No mesmo dia 20 de Julho do ano passado em que o director municipal propôs a aprovação do projecto, Manuel Salgado assinou o respectivo despacho de aprovação, sem nada acrescentar à “informação” de Catarino Tavares.
A favor e contra
Favorável à decisão camarária de aprovar o projecto, mostra-se Ana Vaz Milheiro, professora de arquitectura. “Há uma quebra com o que a praça possa aparentar, mas em relação ao que lá está é um ganho”, afirma. Há situações em que a demolição “se reveste de perda de valor” para a cidade. Neste caso, porém, “apesar de ser um edifício antigo, isso não acontece”.
Na opinião da também crítica de arquitectura do PÚBLICO, além de ser assinado por um grande arquitecto, o projecto do edifício a construir “é bem desenhado, as proporções são correctas e não vai mudar as características do lugar”. Ana Vaz Milheiro sustenta que o projecto “não é agressivo, nem intrusivo” em relação à envolvente. “Não destrói nenhum valor patrimonial existente, é uma proposta culta”.

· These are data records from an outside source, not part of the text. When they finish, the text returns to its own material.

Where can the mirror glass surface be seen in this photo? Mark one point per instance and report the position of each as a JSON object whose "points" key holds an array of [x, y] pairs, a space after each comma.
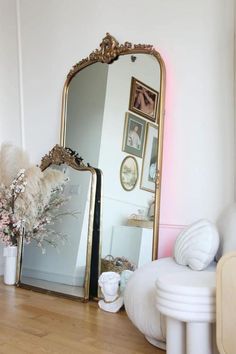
{"points": [[96, 126], [63, 269]]}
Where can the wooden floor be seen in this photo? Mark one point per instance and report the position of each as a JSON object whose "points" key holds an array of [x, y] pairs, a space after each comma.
{"points": [[31, 322]]}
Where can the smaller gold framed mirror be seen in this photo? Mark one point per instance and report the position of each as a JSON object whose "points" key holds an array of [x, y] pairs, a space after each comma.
{"points": [[64, 271], [129, 173]]}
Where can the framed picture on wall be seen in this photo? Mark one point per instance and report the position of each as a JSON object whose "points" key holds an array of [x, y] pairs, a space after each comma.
{"points": [[149, 167], [134, 135], [143, 100]]}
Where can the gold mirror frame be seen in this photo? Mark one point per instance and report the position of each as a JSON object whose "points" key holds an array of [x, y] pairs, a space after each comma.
{"points": [[110, 50], [58, 156]]}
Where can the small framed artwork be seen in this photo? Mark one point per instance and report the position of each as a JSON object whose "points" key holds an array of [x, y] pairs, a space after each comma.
{"points": [[134, 135], [149, 168], [143, 100], [129, 173]]}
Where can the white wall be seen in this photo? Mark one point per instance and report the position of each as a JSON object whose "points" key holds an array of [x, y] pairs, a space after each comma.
{"points": [[10, 123], [196, 41], [10, 127]]}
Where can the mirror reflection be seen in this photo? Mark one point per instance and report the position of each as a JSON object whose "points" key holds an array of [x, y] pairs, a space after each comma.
{"points": [[64, 269], [112, 113]]}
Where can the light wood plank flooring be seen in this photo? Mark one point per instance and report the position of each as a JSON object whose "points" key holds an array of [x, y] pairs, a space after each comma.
{"points": [[31, 322]]}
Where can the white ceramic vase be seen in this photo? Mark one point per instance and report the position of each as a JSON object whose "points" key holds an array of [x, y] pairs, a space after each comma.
{"points": [[10, 261]]}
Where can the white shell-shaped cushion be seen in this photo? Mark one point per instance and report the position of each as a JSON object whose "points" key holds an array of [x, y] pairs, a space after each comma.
{"points": [[197, 245]]}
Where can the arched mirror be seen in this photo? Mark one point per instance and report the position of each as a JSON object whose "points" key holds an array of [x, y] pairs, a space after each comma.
{"points": [[112, 109]]}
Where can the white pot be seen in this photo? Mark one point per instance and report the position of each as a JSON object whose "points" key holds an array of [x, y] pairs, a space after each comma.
{"points": [[10, 255]]}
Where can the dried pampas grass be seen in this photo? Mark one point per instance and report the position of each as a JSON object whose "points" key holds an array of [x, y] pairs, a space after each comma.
{"points": [[12, 160], [28, 202], [39, 185]]}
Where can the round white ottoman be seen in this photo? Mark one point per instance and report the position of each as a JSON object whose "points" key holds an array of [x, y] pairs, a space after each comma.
{"points": [[140, 299], [188, 301]]}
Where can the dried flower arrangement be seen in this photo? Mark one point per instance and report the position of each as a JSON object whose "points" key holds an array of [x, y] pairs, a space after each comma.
{"points": [[29, 199]]}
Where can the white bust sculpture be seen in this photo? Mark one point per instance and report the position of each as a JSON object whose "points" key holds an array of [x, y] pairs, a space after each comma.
{"points": [[109, 283]]}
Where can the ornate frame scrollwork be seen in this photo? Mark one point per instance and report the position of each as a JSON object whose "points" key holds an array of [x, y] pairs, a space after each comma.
{"points": [[109, 51], [59, 155]]}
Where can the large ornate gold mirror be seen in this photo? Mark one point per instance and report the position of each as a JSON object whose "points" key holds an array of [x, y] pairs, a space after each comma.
{"points": [[113, 107]]}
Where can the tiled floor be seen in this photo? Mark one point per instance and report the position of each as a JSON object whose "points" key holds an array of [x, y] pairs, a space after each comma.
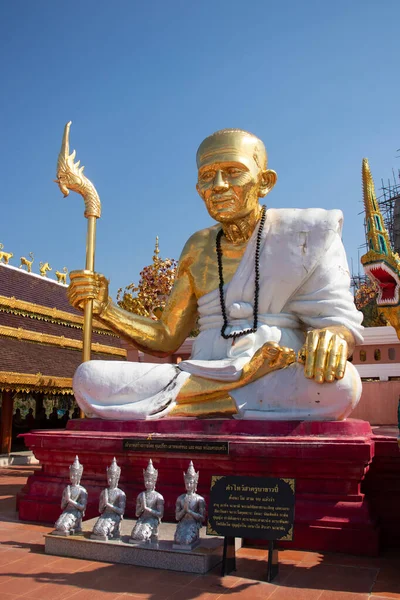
{"points": [[26, 572]]}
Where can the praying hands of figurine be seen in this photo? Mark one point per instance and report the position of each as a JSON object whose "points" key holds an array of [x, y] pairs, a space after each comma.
{"points": [[146, 510], [187, 511], [113, 508], [325, 352], [67, 501]]}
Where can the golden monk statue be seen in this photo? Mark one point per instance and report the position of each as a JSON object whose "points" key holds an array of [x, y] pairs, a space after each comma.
{"points": [[271, 290]]}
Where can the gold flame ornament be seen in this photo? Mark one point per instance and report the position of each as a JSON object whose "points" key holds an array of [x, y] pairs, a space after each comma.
{"points": [[70, 177]]}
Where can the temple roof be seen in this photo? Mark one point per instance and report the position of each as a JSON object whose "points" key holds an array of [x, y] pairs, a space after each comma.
{"points": [[41, 334]]}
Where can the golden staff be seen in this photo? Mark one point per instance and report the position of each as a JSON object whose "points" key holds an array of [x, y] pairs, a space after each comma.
{"points": [[70, 177]]}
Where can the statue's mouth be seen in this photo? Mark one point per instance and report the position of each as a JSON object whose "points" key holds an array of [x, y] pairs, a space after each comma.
{"points": [[387, 280]]}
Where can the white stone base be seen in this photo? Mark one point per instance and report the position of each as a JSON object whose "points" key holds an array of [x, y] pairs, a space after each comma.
{"points": [[204, 557]]}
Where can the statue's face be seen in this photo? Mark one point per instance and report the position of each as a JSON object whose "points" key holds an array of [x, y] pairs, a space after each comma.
{"points": [[231, 176], [74, 478], [149, 483], [190, 485], [112, 479]]}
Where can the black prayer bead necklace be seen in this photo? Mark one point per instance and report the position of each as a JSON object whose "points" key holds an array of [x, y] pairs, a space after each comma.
{"points": [[253, 329]]}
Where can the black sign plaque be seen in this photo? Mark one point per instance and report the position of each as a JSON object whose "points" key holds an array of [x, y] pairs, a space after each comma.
{"points": [[251, 507], [181, 446]]}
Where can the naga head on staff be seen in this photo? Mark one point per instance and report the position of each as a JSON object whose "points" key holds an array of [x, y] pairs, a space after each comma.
{"points": [[70, 177]]}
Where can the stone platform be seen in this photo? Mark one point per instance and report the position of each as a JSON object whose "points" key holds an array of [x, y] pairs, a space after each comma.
{"points": [[328, 460], [200, 560]]}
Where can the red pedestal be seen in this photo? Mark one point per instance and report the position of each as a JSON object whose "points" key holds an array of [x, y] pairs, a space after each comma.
{"points": [[328, 461], [382, 488]]}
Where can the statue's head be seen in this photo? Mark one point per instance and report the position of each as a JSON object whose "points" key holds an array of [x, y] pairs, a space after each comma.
{"points": [[113, 474], [75, 472], [191, 478], [150, 475], [233, 174]]}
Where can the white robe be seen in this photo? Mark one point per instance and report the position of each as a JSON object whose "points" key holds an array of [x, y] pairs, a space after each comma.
{"points": [[304, 283]]}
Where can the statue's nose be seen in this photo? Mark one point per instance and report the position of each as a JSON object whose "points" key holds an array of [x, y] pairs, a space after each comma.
{"points": [[219, 183]]}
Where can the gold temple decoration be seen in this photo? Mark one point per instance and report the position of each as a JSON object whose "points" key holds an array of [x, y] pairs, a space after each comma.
{"points": [[44, 313], [70, 177], [380, 263], [149, 297], [44, 267], [56, 340], [5, 256], [27, 263], [26, 382], [62, 276], [378, 238]]}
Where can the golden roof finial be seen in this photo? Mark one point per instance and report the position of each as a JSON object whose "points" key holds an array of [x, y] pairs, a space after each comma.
{"points": [[378, 238], [156, 251]]}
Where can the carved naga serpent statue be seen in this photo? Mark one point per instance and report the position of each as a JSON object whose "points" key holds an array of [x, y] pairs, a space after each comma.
{"points": [[70, 177]]}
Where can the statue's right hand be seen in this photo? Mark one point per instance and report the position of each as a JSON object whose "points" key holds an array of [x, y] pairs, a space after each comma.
{"points": [[85, 286]]}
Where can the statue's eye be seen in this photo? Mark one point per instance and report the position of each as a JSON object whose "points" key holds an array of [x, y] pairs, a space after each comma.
{"points": [[207, 175], [233, 172]]}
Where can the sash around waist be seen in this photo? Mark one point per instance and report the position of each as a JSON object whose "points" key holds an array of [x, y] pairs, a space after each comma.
{"points": [[281, 320]]}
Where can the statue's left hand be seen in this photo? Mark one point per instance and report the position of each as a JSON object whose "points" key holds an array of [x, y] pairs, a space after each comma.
{"points": [[85, 286], [324, 354]]}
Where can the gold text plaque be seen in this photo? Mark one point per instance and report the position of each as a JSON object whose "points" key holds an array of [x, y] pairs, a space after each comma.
{"points": [[251, 507]]}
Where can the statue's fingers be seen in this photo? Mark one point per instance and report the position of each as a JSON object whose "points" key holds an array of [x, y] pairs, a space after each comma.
{"points": [[324, 344], [342, 362], [270, 350], [311, 348], [332, 358]]}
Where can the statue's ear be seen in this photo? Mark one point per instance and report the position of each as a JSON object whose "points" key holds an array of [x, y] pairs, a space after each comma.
{"points": [[268, 180]]}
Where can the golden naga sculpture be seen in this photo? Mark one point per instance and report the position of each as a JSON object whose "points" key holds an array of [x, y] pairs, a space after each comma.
{"points": [[27, 263], [62, 276], [5, 256], [380, 263], [70, 177], [44, 267], [269, 287]]}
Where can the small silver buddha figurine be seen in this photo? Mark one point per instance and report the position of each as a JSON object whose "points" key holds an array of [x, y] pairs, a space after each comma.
{"points": [[111, 506], [190, 512], [73, 503], [149, 510]]}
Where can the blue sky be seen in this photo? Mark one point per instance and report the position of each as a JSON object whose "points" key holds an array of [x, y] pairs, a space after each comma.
{"points": [[145, 82]]}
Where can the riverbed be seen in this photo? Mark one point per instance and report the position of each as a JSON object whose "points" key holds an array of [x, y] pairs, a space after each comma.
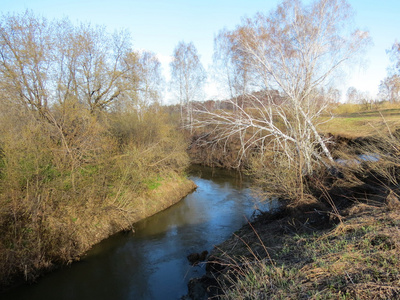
{"points": [[151, 263]]}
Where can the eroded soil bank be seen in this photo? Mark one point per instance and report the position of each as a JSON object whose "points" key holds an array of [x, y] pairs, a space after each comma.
{"points": [[307, 252]]}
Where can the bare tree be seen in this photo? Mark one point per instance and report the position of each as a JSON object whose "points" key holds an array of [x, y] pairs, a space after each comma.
{"points": [[187, 77], [389, 88], [294, 50]]}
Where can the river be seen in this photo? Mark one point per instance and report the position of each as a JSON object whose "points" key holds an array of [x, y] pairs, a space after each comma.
{"points": [[151, 262]]}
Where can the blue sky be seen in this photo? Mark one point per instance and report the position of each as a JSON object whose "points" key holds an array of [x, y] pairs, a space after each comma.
{"points": [[158, 25]]}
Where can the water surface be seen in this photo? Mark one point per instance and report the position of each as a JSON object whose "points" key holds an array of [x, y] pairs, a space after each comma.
{"points": [[151, 263]]}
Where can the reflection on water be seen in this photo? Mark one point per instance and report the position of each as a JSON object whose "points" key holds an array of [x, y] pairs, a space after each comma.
{"points": [[151, 263]]}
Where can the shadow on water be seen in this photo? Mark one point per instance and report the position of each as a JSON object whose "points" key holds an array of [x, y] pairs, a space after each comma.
{"points": [[151, 263]]}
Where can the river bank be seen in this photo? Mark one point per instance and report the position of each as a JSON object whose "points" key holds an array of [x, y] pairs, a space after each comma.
{"points": [[82, 227], [309, 252]]}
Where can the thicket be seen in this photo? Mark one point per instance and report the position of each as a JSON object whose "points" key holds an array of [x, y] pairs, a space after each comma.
{"points": [[78, 155]]}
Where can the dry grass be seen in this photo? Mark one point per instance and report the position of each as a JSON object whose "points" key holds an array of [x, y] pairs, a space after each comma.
{"points": [[358, 259]]}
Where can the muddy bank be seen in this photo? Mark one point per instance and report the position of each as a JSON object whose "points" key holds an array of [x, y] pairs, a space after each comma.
{"points": [[78, 227], [306, 252]]}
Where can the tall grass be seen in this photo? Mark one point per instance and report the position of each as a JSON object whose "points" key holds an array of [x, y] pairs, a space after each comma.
{"points": [[61, 193]]}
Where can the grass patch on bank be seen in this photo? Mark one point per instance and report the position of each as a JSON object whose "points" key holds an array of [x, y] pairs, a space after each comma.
{"points": [[358, 259], [353, 120]]}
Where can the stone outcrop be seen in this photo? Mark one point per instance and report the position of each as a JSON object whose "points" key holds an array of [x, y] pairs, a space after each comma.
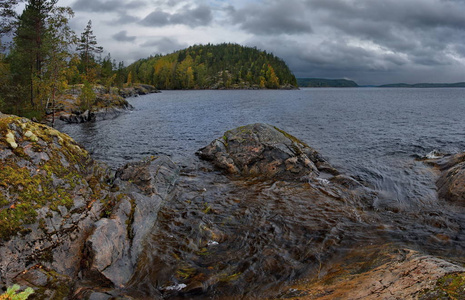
{"points": [[51, 194], [117, 242], [261, 150], [138, 90], [67, 224], [451, 183], [395, 274]]}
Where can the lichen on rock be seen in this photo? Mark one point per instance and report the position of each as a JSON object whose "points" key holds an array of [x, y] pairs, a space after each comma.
{"points": [[262, 150]]}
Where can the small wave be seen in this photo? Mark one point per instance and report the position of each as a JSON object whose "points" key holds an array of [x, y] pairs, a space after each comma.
{"points": [[434, 154], [177, 287]]}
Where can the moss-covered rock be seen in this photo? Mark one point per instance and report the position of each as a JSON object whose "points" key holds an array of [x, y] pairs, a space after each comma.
{"points": [[51, 194], [66, 223]]}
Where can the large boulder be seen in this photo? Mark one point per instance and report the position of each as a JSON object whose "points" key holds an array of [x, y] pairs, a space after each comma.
{"points": [[451, 183], [262, 150], [67, 224], [117, 242], [385, 274], [51, 194]]}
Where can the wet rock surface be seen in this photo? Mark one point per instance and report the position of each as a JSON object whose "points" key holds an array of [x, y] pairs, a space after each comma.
{"points": [[262, 150], [385, 273], [451, 183], [67, 224], [276, 212]]}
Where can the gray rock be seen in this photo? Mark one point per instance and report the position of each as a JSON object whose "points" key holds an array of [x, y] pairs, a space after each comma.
{"points": [[261, 150], [116, 244], [451, 183]]}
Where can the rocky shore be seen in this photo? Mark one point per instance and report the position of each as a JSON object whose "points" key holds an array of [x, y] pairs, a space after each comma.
{"points": [[72, 228], [108, 104]]}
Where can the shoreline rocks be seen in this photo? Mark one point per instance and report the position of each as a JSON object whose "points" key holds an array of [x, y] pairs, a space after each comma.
{"points": [[67, 224], [451, 183], [71, 228], [262, 150]]}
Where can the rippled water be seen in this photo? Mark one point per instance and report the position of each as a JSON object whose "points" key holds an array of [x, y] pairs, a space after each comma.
{"points": [[243, 237]]}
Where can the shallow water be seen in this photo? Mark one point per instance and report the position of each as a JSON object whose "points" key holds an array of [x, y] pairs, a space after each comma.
{"points": [[223, 238]]}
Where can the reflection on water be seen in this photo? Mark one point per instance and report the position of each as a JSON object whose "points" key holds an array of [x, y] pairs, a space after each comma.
{"points": [[221, 237]]}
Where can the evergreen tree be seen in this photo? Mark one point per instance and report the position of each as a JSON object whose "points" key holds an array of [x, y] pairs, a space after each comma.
{"points": [[7, 15], [87, 46], [207, 66], [30, 46]]}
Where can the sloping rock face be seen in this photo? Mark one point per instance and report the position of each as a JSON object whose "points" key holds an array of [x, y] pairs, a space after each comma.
{"points": [[118, 241], [262, 150], [51, 193], [67, 224], [395, 274], [451, 183]]}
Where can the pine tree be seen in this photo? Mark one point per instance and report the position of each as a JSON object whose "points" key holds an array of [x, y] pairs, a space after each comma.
{"points": [[7, 15], [87, 46], [30, 47]]}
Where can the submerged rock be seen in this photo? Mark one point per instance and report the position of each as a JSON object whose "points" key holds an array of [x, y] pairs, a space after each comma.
{"points": [[51, 194], [117, 242], [67, 224], [262, 150], [393, 274], [451, 183]]}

A arquitecta admite que o facto de se tratar de “uma linguagem assumidamente contemporânea”, de “uma arquitectura de lajes e de superfícies”, pode “chocar o senso comum”, mas afirma que “daqui a 20 anos será bem assimilada”. O que Souto de Moura não faz, considera a crítica, “é imitar” o que está ao lado. “É uma posição ideológica em relação ao património. Ele assume que é uma arquitectura contemporânea, mas tem a sensibilidade de manter a escala do que ali está”.
Do outro lado da barricada, encontra-se Fernando Jorge, arquitecto e membro do movimento Fórum Cidadania Lisboa. Sem questionar “a competência e qualidade do projectista, assim como do projecto de arquitectura enquanto ‘objecto de arte contemporânea’”, Fernando Jorge manifesta-se abertamente contra “a forma como este tipo de proposta de intervenção na ‘cidade histórica’ é tratado pelo pelouro do Urbanismo da Câmara de Lisboa e pela DGCP”.
Se o PDM e a Lei do Património aceitam a “cidade histórica” como valor colectivo, “porque razão a câmara e a DGPC aprovam cada vez mais a demolição destes edifícios” com base em ”julgamentos de valor”?, questiona. “Será uma espécie de inquisição do gosto? E quem decide o gosto para a arquitectura na cidade?”
No seu entender, “estes edifícios que estão a desaparecer são anónimos e é por isso mesmo que são importantes — porque nos definem”. Trata-se de edifícios “tão significativos como os ‘monumentos’ na caracterização da nossa cultura arquitectónica e urbanística.” Comentando a o facto de o director municipal afirmar que “podemos ter vários olhares e todos eles válidos”, Fernando Jorge pergunta: “É este o critério usado para justificar o injustificável e legalizar o ilegal? Face ao valor colectivo, face aos pareceres internos da câmara de não aprovação, as chefias decidem que pode ser aprovado porque têm esse ‘olhar’ iluminado?”
O actual proprietário do lote é a sociedade imobiliária Greenparrot, controlada por Henry Youssef Chedid, um importante homem de negócios e político libanês de 82 anos, que, juntamente com um filho, está a desenvolver vários projectos imobiliários em Portugal.